Globalized and globalizing France faces a real challenge. Its nearly all-white political establishment remains seemingly cloistered from reality, regardless of political party.  In fact, fears of a more prevalent Islamic community in France unite nearly all major French parties in disdain and dread. As France seeks to adhere to its own very strict laws regarding state secularism, it creates conflict with a radicalized and fundamentalist global Islam.

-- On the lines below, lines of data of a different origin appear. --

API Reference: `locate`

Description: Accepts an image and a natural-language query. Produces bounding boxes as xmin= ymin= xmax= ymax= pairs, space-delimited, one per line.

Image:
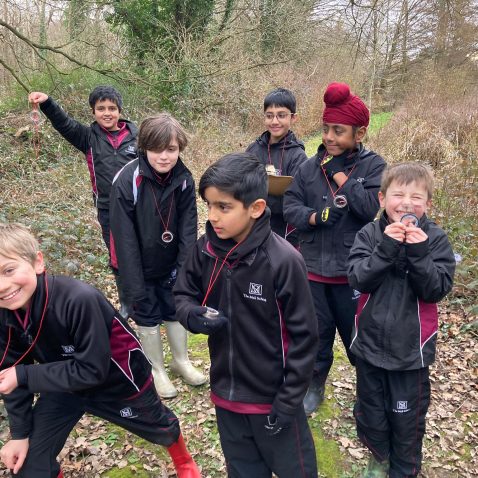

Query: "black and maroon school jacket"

xmin=347 ymin=213 xmax=456 ymax=371
xmin=109 ymin=152 xmax=197 ymax=304
xmin=173 ymin=210 xmax=318 ymax=416
xmin=246 ymin=130 xmax=307 ymax=239
xmin=283 ymin=143 xmax=386 ymax=278
xmin=39 ymin=97 xmax=138 ymax=209
xmin=0 ymin=273 xmax=152 ymax=439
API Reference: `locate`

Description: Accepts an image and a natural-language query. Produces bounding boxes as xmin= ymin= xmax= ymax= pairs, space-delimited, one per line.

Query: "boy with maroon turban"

xmin=283 ymin=82 xmax=386 ymax=415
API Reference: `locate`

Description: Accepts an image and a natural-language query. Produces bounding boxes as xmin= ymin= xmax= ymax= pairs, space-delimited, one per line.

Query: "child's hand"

xmin=28 ymin=92 xmax=48 ymax=105
xmin=187 ymin=306 xmax=228 ymax=335
xmin=264 ymin=408 xmax=295 ymax=436
xmin=0 ymin=367 xmax=19 ymax=394
xmin=0 ymin=438 xmax=29 ymax=474
xmin=405 ymin=226 xmax=428 ymax=244
xmin=384 ymin=222 xmax=406 ymax=242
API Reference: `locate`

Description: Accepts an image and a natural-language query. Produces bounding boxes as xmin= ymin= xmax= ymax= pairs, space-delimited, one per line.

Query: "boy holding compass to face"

xmin=283 ymin=82 xmax=386 ymax=415
xmin=109 ymin=113 xmax=206 ymax=399
xmin=347 ymin=163 xmax=455 ymax=477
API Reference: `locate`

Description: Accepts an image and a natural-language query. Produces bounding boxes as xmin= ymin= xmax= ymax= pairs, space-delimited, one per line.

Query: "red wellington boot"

xmin=167 ymin=433 xmax=201 ymax=478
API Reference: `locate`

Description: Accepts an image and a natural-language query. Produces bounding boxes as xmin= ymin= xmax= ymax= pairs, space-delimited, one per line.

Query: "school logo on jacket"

xmin=393 ymin=401 xmax=410 ymax=413
xmin=243 ymin=282 xmax=266 ymax=303
xmin=61 ymin=345 xmax=75 ymax=356
xmin=120 ymin=407 xmax=137 ymax=418
xmin=125 ymin=145 xmax=136 ymax=155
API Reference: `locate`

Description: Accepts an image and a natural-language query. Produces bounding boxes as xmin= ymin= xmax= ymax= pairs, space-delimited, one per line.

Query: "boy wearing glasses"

xmin=246 ymin=88 xmax=308 ymax=246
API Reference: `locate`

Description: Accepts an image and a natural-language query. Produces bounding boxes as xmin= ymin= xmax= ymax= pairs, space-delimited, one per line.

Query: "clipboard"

xmin=268 ymin=175 xmax=293 ymax=196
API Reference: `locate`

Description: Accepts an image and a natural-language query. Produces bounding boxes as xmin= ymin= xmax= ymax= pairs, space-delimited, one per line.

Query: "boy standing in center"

xmin=174 ymin=153 xmax=318 ymax=477
xmin=246 ymin=88 xmax=308 ymax=246
xmin=283 ymin=82 xmax=386 ymax=415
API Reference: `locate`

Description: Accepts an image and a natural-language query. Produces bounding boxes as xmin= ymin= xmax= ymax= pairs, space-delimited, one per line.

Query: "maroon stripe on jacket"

xmin=417 ymin=300 xmax=438 ymax=347
xmin=85 ymin=148 xmax=98 ymax=197
xmin=109 ymin=317 xmax=143 ymax=384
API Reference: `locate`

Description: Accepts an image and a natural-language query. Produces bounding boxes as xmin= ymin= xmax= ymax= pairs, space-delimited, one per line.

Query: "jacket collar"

xmin=1 ymin=273 xmax=48 ymax=335
xmin=316 ymin=143 xmax=364 ymax=166
xmin=204 ymin=208 xmax=272 ymax=265
xmin=379 ymin=211 xmax=429 ymax=232
xmin=257 ymin=130 xmax=304 ymax=150
xmin=137 ymin=151 xmax=189 ymax=187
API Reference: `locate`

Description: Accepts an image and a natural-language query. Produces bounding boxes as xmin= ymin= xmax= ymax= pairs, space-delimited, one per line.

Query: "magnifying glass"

xmin=29 ymin=110 xmax=44 ymax=125
xmin=333 ymin=195 xmax=348 ymax=209
xmin=400 ymin=213 xmax=419 ymax=227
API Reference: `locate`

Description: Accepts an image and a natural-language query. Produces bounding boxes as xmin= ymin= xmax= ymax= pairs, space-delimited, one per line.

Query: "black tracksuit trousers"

xmin=216 ymin=406 xmax=317 ymax=478
xmin=13 ymin=383 xmax=179 ymax=478
xmin=309 ymin=281 xmax=358 ymax=386
xmin=354 ymin=358 xmax=431 ymax=478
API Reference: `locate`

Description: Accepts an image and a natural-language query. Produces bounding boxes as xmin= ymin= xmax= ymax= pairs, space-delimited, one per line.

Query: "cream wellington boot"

xmin=136 ymin=325 xmax=178 ymax=399
xmin=165 ymin=321 xmax=207 ymax=386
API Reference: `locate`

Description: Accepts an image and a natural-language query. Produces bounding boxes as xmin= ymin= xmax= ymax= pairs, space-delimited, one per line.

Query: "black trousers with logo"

xmin=308 ymin=281 xmax=358 ymax=386
xmin=13 ymin=383 xmax=179 ymax=478
xmin=354 ymin=358 xmax=431 ymax=478
xmin=216 ymin=406 xmax=317 ymax=478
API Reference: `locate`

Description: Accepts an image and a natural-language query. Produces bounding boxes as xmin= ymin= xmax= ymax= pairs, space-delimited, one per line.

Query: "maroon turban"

xmin=322 ymin=82 xmax=370 ymax=127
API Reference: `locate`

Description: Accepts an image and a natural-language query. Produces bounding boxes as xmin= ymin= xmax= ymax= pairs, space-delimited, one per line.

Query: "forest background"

xmin=0 ymin=0 xmax=477 ymax=477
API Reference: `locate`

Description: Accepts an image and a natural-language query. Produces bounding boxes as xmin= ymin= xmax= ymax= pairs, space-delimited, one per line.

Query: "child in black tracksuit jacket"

xmin=283 ymin=82 xmax=386 ymax=415
xmin=109 ymin=114 xmax=206 ymax=400
xmin=347 ymin=163 xmax=455 ymax=478
xmin=0 ymin=223 xmax=199 ymax=478
xmin=174 ymin=153 xmax=318 ymax=478
xmin=28 ymin=87 xmax=138 ymax=252
xmin=246 ymin=88 xmax=308 ymax=246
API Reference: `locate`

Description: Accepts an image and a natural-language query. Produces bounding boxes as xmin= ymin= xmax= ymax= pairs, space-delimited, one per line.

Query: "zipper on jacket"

xmin=226 ymin=268 xmax=235 ymax=400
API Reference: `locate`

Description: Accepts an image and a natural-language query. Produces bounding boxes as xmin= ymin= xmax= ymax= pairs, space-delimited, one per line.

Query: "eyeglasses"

xmin=264 ymin=112 xmax=295 ymax=121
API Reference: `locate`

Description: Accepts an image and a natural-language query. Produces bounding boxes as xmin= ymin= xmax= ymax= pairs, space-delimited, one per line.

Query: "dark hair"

xmin=88 ymin=86 xmax=123 ymax=112
xmin=199 ymin=153 xmax=267 ymax=207
xmin=264 ymin=87 xmax=297 ymax=113
xmin=138 ymin=113 xmax=188 ymax=152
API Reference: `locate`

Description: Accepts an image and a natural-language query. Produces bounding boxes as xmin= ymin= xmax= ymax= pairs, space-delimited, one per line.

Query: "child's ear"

xmin=250 ymin=199 xmax=267 ymax=218
xmin=378 ymin=191 xmax=385 ymax=209
xmin=355 ymin=126 xmax=367 ymax=142
xmin=34 ymin=251 xmax=45 ymax=274
xmin=291 ymin=113 xmax=298 ymax=125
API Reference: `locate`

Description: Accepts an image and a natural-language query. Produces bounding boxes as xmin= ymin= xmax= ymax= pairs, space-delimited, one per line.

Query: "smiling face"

xmin=93 ymin=99 xmax=121 ymax=131
xmin=146 ymin=137 xmax=180 ymax=174
xmin=264 ymin=105 xmax=296 ymax=144
xmin=0 ymin=252 xmax=44 ymax=311
xmin=203 ymin=187 xmax=266 ymax=243
xmin=321 ymin=123 xmax=366 ymax=156
xmin=379 ymin=179 xmax=431 ymax=223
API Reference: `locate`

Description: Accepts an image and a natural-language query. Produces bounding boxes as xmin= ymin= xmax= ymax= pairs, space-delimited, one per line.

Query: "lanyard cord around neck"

xmin=0 ymin=274 xmax=49 ymax=369
xmin=148 ymin=181 xmax=175 ymax=233
xmin=201 ymin=240 xmax=243 ymax=307
xmin=321 ymin=151 xmax=357 ymax=198
xmin=267 ymin=138 xmax=287 ymax=175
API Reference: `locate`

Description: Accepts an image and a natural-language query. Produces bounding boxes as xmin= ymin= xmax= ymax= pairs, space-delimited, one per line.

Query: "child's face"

xmin=0 ymin=252 xmax=44 ymax=311
xmin=146 ymin=138 xmax=180 ymax=174
xmin=204 ymin=187 xmax=266 ymax=243
xmin=93 ymin=99 xmax=121 ymax=131
xmin=264 ymin=105 xmax=296 ymax=144
xmin=379 ymin=179 xmax=431 ymax=223
xmin=321 ymin=123 xmax=366 ymax=156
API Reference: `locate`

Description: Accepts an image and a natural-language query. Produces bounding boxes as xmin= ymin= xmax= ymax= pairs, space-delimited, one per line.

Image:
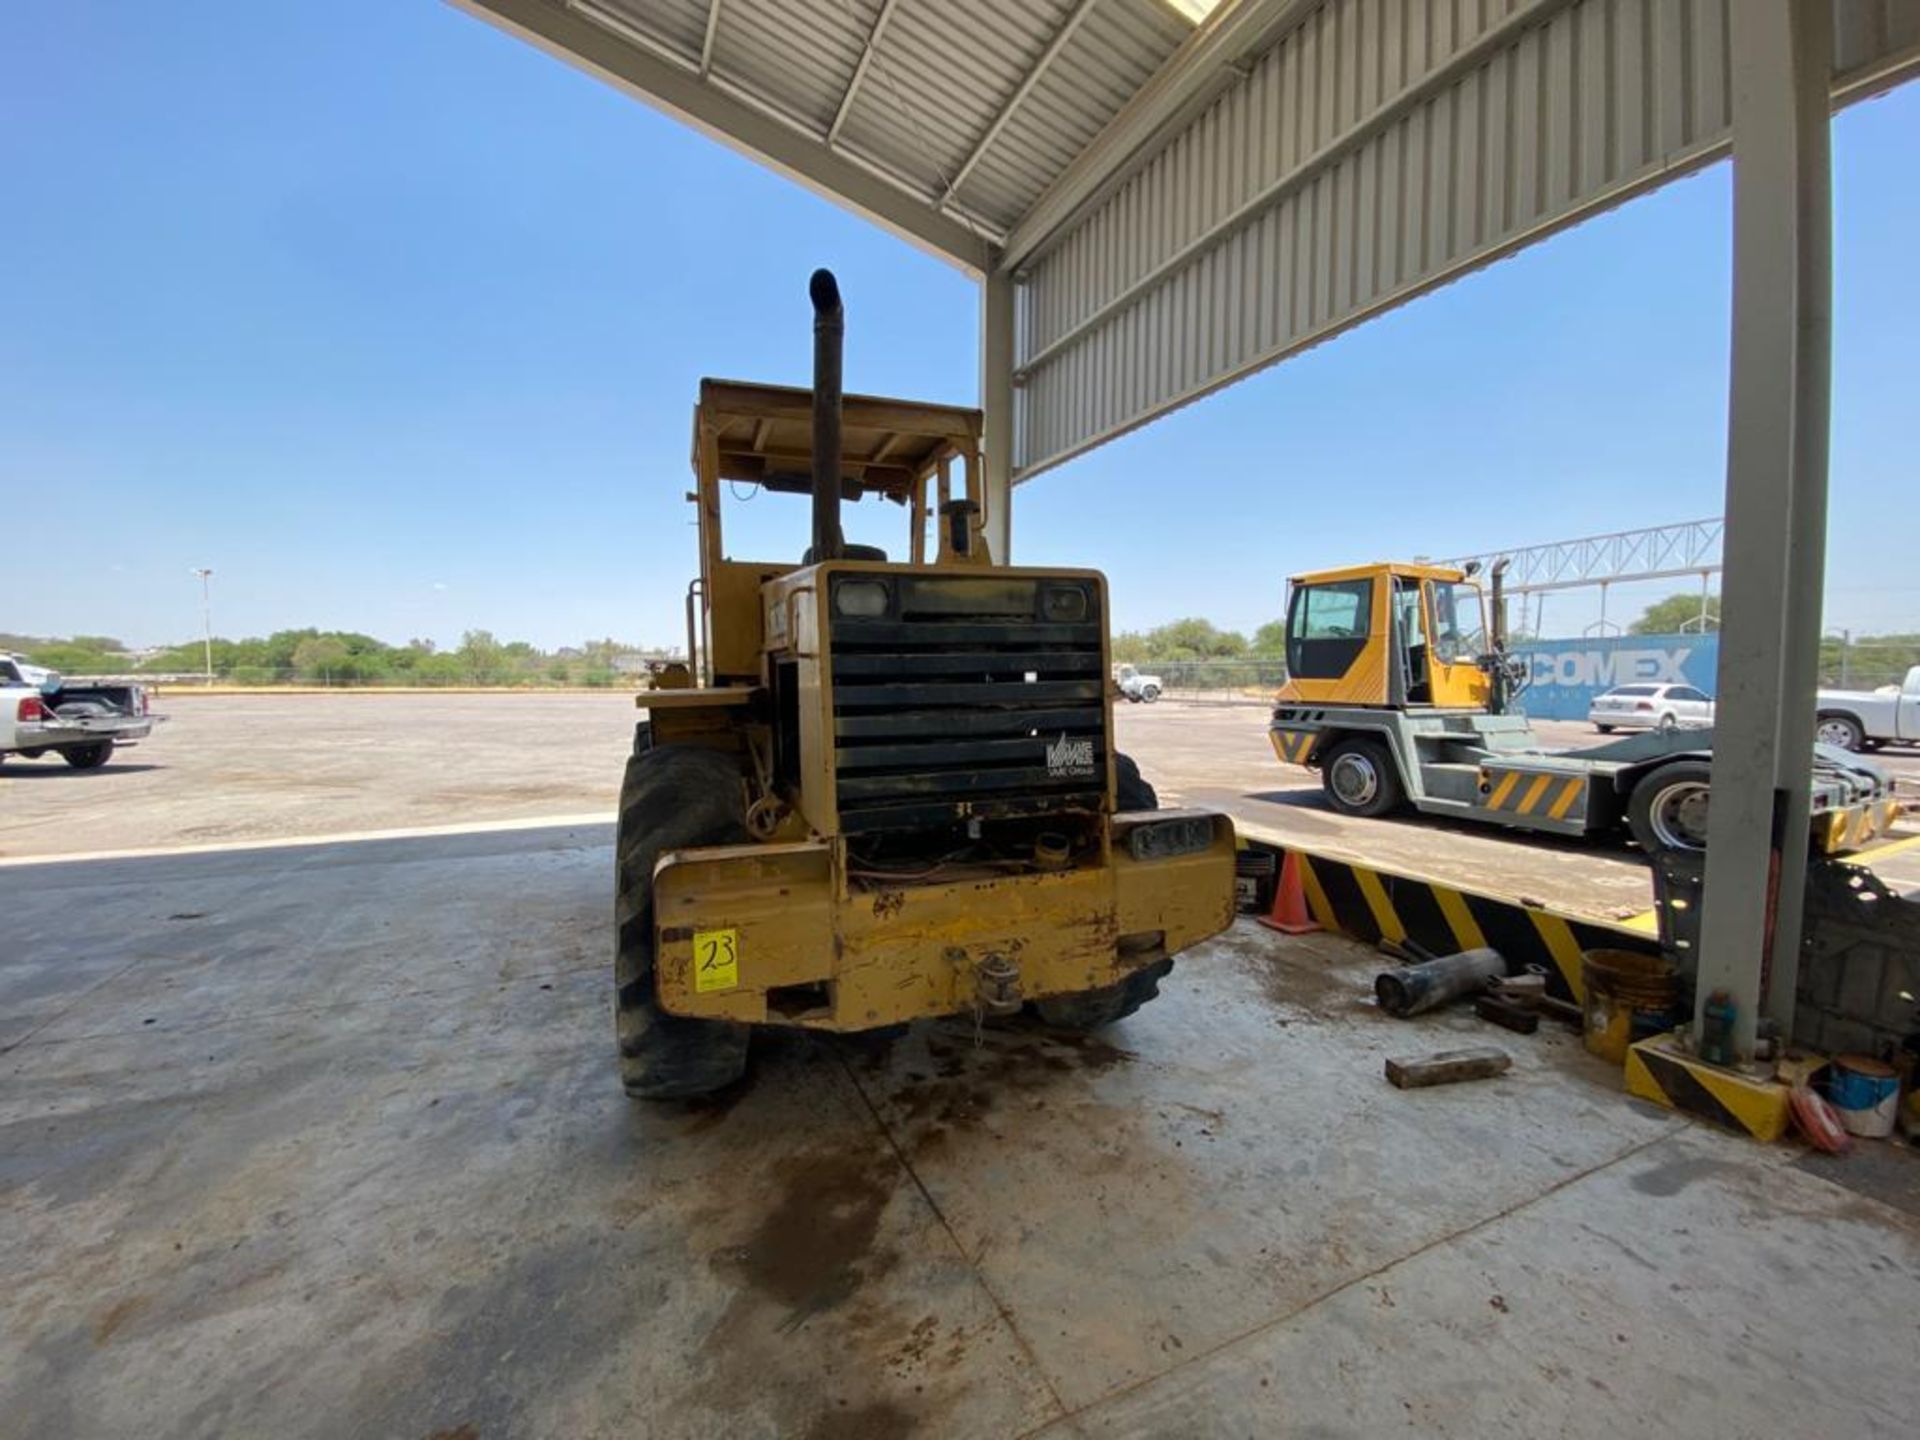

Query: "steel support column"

xmin=980 ymin=269 xmax=1016 ymax=564
xmin=1697 ymin=0 xmax=1833 ymax=1056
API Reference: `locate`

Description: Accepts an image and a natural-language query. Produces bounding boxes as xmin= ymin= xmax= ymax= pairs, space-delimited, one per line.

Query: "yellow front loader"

xmin=615 ymin=271 xmax=1237 ymax=1098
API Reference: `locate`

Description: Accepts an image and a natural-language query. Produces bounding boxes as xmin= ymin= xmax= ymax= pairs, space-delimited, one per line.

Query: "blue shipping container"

xmin=1508 ymin=634 xmax=1719 ymax=721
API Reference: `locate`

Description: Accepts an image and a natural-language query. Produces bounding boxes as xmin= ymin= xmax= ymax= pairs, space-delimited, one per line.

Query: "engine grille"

xmin=828 ymin=577 xmax=1107 ymax=835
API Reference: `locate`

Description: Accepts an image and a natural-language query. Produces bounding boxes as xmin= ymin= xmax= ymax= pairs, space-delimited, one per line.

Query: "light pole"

xmin=190 ymin=568 xmax=214 ymax=684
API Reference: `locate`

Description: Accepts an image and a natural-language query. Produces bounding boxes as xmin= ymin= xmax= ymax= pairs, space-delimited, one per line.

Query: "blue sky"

xmin=3 ymin=2 xmax=1915 ymax=651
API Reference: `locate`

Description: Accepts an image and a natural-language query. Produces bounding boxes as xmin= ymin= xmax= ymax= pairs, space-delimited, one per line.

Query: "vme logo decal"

xmin=1045 ymin=733 xmax=1097 ymax=779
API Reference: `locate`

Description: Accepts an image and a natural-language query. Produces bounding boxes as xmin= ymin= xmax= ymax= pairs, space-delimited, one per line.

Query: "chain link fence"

xmin=1821 ymin=638 xmax=1920 ymax=690
xmin=1122 ymin=659 xmax=1287 ymax=705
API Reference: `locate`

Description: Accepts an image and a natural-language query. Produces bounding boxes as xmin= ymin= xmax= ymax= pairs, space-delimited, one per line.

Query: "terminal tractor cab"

xmin=1269 ymin=562 xmax=1898 ymax=857
xmin=615 ymin=271 xmax=1238 ymax=1099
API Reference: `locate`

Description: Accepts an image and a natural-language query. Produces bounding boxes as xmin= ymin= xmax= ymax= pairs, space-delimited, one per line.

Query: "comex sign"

xmin=1509 ymin=634 xmax=1719 ymax=721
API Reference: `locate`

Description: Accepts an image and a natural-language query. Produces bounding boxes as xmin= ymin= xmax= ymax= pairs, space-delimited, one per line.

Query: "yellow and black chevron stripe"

xmin=1271 ymin=729 xmax=1316 ymax=765
xmin=1264 ymin=843 xmax=1662 ymax=1004
xmin=1622 ymin=1036 xmax=1791 ymax=1142
xmin=1480 ymin=767 xmax=1589 ymax=824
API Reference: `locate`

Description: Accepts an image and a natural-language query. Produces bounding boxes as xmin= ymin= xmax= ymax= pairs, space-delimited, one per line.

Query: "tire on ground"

xmin=60 ymin=741 xmax=114 ymax=770
xmin=1815 ymin=712 xmax=1865 ymax=752
xmin=1626 ymin=759 xmax=1713 ymax=855
xmin=614 ymin=744 xmax=752 ymax=1099
xmin=1319 ymin=736 xmax=1405 ymax=818
xmin=1034 ymin=750 xmax=1166 ymax=1031
xmin=1113 ymin=751 xmax=1157 ymax=811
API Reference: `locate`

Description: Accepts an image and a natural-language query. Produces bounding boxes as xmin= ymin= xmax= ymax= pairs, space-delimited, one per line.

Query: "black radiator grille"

xmin=829 ymin=604 xmax=1108 ymax=835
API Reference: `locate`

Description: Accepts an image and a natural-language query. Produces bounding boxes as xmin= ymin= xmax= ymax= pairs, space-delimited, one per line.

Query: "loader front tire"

xmin=614 ymin=744 xmax=752 ymax=1099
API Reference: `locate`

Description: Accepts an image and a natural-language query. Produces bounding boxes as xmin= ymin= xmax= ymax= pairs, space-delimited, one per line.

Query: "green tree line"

xmin=5 ymin=630 xmax=670 ymax=688
xmin=1110 ymin=617 xmax=1287 ymax=664
xmin=1628 ymin=592 xmax=1917 ymax=688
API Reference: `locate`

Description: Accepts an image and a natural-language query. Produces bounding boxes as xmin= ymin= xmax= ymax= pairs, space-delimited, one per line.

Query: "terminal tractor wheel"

xmin=1032 ymin=753 xmax=1173 ymax=1032
xmin=1318 ymin=737 xmax=1405 ymax=819
xmin=1626 ymin=760 xmax=1713 ymax=856
xmin=614 ymin=744 xmax=752 ymax=1099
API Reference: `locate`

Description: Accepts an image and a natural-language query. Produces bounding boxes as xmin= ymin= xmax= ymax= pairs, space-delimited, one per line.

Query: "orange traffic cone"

xmin=1258 ymin=850 xmax=1321 ymax=934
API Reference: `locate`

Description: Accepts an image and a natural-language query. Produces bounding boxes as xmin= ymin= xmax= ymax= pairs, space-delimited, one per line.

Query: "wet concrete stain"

xmin=1211 ymin=924 xmax=1373 ymax=1019
xmin=89 ymin=1292 xmax=150 ymax=1345
xmin=1629 ymin=1156 xmax=1742 ymax=1198
xmin=804 ymin=1398 xmax=919 ymax=1439
xmin=713 ymin=1149 xmax=902 ymax=1316
xmin=677 ymin=1070 xmax=758 ymax=1135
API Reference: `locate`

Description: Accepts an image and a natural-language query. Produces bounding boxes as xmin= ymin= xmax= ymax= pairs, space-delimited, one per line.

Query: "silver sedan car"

xmin=1589 ymin=683 xmax=1715 ymax=734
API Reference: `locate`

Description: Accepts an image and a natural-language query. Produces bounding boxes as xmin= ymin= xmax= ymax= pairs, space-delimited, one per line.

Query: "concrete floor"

xmin=4 ymin=823 xmax=1917 ymax=1439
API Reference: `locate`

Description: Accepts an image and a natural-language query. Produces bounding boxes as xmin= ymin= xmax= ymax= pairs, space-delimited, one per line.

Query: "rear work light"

xmin=1128 ymin=815 xmax=1214 ymax=861
xmin=17 ymin=695 xmax=48 ymax=722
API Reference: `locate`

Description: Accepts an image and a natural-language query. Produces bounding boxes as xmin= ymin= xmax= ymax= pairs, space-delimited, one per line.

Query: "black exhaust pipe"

xmin=1489 ymin=557 xmax=1510 ymax=650
xmin=809 ymin=268 xmax=846 ymax=564
xmin=1488 ymin=557 xmax=1512 ymax=715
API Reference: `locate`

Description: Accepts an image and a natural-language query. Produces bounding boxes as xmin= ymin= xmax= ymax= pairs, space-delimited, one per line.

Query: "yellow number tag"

xmin=692 ymin=928 xmax=740 ymax=993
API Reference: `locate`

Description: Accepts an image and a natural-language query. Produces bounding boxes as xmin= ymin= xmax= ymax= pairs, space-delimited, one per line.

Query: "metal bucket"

xmin=1581 ymin=948 xmax=1678 ymax=1065
xmin=1828 ymin=1055 xmax=1899 ymax=1138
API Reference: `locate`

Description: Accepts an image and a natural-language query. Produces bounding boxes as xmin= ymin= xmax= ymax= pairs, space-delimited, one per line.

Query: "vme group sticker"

xmin=1045 ymin=732 xmax=1098 ymax=780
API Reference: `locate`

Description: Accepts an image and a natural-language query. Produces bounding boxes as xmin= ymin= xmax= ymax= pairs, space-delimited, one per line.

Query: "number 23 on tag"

xmin=693 ymin=929 xmax=739 ymax=993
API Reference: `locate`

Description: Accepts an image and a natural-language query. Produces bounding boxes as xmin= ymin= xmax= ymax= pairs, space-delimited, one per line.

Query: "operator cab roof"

xmin=1288 ymin=561 xmax=1475 ymax=586
xmin=695 ymin=379 xmax=981 ymax=505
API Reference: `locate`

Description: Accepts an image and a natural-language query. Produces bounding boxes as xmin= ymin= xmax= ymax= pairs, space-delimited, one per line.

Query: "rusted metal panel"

xmin=1013 ymin=0 xmax=1920 ymax=478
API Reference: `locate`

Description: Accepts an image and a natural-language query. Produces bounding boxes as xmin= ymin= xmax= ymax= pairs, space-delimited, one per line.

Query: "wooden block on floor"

xmin=1385 ymin=1048 xmax=1512 ymax=1089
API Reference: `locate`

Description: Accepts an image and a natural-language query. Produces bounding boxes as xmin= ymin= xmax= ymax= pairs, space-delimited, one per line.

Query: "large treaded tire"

xmin=1034 ymin=751 xmax=1167 ymax=1031
xmin=1113 ymin=751 xmax=1157 ymax=810
xmin=614 ymin=745 xmax=752 ymax=1099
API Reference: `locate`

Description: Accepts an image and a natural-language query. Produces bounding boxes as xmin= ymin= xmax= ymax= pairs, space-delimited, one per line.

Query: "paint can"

xmin=1827 ymin=1055 xmax=1900 ymax=1138
xmin=1235 ymin=848 xmax=1277 ymax=913
xmin=1580 ymin=949 xmax=1678 ymax=1066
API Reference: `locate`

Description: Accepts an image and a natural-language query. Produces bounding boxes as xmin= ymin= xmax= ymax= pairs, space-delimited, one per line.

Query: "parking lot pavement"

xmin=0 ymin=692 xmax=639 ymax=861
xmin=5 ymin=825 xmax=1916 ymax=1438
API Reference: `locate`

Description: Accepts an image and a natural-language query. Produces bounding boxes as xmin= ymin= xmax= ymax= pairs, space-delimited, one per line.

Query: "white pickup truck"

xmin=1816 ymin=665 xmax=1920 ymax=752
xmin=0 ymin=654 xmax=160 ymax=769
xmin=1114 ymin=663 xmax=1163 ymax=703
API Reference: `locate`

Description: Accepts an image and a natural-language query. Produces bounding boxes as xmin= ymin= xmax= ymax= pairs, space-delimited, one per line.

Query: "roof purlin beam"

xmin=699 ymin=0 xmax=722 ymax=75
xmin=1001 ymin=0 xmax=1317 ymax=269
xmin=940 ymin=0 xmax=1099 ymax=210
xmin=452 ymin=0 xmax=993 ymax=276
xmin=828 ymin=0 xmax=905 ymax=146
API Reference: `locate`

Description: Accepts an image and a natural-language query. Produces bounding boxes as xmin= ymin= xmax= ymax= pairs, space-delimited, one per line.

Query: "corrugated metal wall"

xmin=1012 ymin=0 xmax=1920 ymax=478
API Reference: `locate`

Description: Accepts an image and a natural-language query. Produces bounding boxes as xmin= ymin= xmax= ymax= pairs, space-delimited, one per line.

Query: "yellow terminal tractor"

France cannot account for these violent and uncompromising adherents. However, the French state will some day need to incorporate the voices from  marginalized Muslim communities into its own political establishment in order to quell fears of a violent takeover. The saga at Charlie Hebdo illuminates the exclusion many French Muslims still feel within France’s borders. To many in the Muslim communities of France, this an attempt to further delegitimize and marginalize an already excluded and underrepresented community. While pithy provocateurs cite freedom of speech and press and extol the benefits of living in a free society, many Muslims believe they have yet to share in this egalitarian and inclusive France. At the very heart of it, this collision between two world-views of the very nature of the French nation, whether benevolent or oppressive, will create instances of civil strife and further protests until the marginalized communities unequivocally believe they belong to the same nation of Voltaire and Rousseau.